What's the purpose of Production Support? The answer to that question will serve as our guideline for the rest of the topics in this Blog. With this entry, I'll look to provide an answer to that question by condensing various points into a single statement (that answers the question).

Most Production Support analysts and managers easily recognize that the main reason behind the systems they support is to enable business. Yet, all too easily, a system-centric focus is still maintained and, worse, we manage to that. At the end of the day though, you could have the most stable system in the world, but if it doesn't enable business, it's really worthless.

The second point follows from the first. In order to enable business, the systems must be available to the business user. Availability also implies that everything that the user needs from the system is ready. For example, if a business user needs certain data before she can execute transactions on the system, if the data is not there, the system is not truly available. So, despite the sytem being up, despite all its interfaces being connected, if the user cannot perform a transaction because something is missing, then the system isn't available (at least not 100%). The user could potentially enter a transaction, but she would be doing so blindly - which implies risk.

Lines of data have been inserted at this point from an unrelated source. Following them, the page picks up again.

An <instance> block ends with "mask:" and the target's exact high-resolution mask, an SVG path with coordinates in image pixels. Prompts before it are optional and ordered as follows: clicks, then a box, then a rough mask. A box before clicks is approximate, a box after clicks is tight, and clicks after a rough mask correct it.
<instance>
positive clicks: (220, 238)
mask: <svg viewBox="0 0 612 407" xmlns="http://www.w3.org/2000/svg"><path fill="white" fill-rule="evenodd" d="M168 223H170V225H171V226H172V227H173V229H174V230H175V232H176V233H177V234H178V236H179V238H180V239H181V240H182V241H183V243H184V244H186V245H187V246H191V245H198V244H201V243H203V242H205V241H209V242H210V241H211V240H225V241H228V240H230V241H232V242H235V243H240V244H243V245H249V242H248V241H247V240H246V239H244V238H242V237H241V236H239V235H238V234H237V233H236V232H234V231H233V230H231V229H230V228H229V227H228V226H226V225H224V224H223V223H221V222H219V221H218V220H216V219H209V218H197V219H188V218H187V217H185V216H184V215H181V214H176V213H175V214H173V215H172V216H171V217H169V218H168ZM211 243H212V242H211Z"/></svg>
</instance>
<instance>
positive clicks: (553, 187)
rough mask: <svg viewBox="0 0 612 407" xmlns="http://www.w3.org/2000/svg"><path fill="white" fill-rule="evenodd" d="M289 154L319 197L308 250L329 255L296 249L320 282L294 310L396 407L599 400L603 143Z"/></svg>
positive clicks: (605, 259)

Another way to view Production Support is as risk management, which follows from the second point. Production Support is a form of insurance that the business pays to enable their business. We know perfect systems are rather impossible to achieve (at least at the speed with which our businesses move). So Production Support is there to proactively mitigate the risk of something going wrong. When things do go wrong, based on what we've already said, the job of Production Support is to recover the systems from outages to enable business.

Finally, we have to have manage to a target. The level of contractual performance must be pre-arranged. Thus, we arrive at an availability target, which is expressed as a percentage of system uptime. Note that uptime and availability are not the same. As explained before, a system might be up, but not available (the data is missing). Many organizations establish a target of 3-9's (99.9%) or better (5-9's 99.999%). Of course any target that makes sense and will meet the goals of the business is acceptable as long it's pre-arranged contractually - with the business.

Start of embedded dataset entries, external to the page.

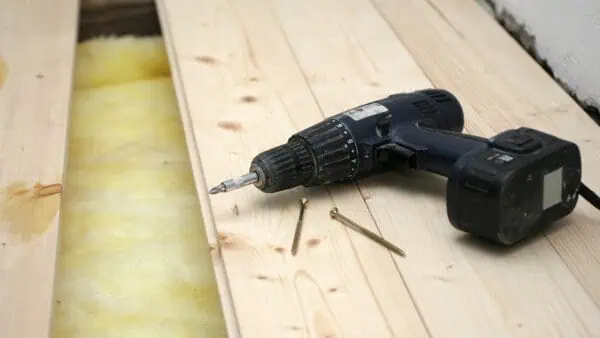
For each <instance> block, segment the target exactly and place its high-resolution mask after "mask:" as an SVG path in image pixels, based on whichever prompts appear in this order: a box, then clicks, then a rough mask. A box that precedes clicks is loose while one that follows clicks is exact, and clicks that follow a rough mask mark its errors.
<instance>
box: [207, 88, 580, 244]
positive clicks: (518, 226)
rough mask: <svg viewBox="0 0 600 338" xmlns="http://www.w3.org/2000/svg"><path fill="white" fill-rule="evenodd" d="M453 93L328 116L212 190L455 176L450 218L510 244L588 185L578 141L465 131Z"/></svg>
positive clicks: (461, 230)
mask: <svg viewBox="0 0 600 338" xmlns="http://www.w3.org/2000/svg"><path fill="white" fill-rule="evenodd" d="M463 127H464V117H463V110H462V107H461V105H460V103H459V102H458V100H457V99H456V97H454V96H453V95H452V94H451V93H449V92H448V91H446V90H441V89H424V90H418V91H414V92H411V93H400V94H394V95H390V96H388V97H385V98H383V99H381V100H377V101H373V102H370V103H367V104H364V105H361V106H358V107H355V108H352V109H349V110H347V111H344V112H341V113H339V114H337V115H335V116H332V117H330V118H327V119H325V120H324V121H322V122H320V123H317V124H315V125H313V126H311V127H309V128H307V129H305V130H302V131H300V132H298V133H296V134H294V135H292V136H291V137H290V138H289V140H288V141H287V143H285V144H282V145H280V146H277V147H274V148H272V149H269V150H267V151H264V152H262V153H260V154H259V155H257V156H256V157H255V158H254V159H253V161H252V163H251V165H250V171H249V173H248V174H246V175H243V176H241V177H239V178H235V179H231V180H227V181H224V182H222V183H221V184H220V185H218V186H216V187H214V188H212V189H211V190H210V191H209V193H211V194H216V193H220V192H226V191H231V190H234V189H237V188H240V187H243V186H247V185H250V184H253V185H254V186H256V187H257V188H258V189H260V190H261V191H263V192H265V193H274V192H278V191H282V190H285V189H290V188H293V187H297V186H305V187H315V186H319V185H324V184H331V183H343V182H351V181H356V180H359V179H361V178H364V177H367V176H371V175H374V174H377V173H381V172H384V171H386V170H392V169H394V168H398V167H399V166H400V167H406V168H411V169H417V170H425V171H428V172H431V173H434V174H437V175H441V176H444V177H446V178H447V186H446V195H447V198H446V207H447V214H448V218H449V220H450V223H451V224H452V225H453V226H454V227H455V228H456V229H459V230H461V231H464V232H467V233H471V234H473V235H475V236H478V237H481V238H485V239H488V240H491V241H493V242H496V243H500V244H503V245H511V244H513V243H516V242H519V241H520V240H522V239H524V238H526V237H528V236H530V235H533V234H535V233H536V232H538V231H539V230H540V229H541V228H542V227H543V226H544V225H546V224H548V223H551V222H554V221H556V220H558V219H560V218H562V217H564V216H566V215H568V214H570V213H571V212H572V211H573V209H574V208H575V205H576V203H577V200H578V195H579V190H580V186H581V158H580V151H579V148H578V147H577V145H576V144H574V143H572V142H568V141H565V140H562V139H559V138H557V137H554V136H552V135H549V134H546V133H543V132H541V131H538V130H534V129H530V128H518V129H512V130H507V131H504V132H502V133H500V134H498V135H496V136H494V137H492V138H490V139H486V138H481V137H477V136H472V135H466V134H462V133H461V132H462V130H463Z"/></svg>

We can simply say then, that:

The Purpose of Production Support is to maintain System Availability, at a target level, which will enable the business user to achieve their goals.

You'll notice that other sites give us some insight into the importance of Production Support as well as some of its processes (e.g. Wikipedia: http://en.wikipedia.org/wiki/Production_support). But you'll note that they don't attempt to answer the question of purpose. We'll cover many of these activities (and more) in a bit more depth, but it's important to keep in mind why a Production Support team is even needed.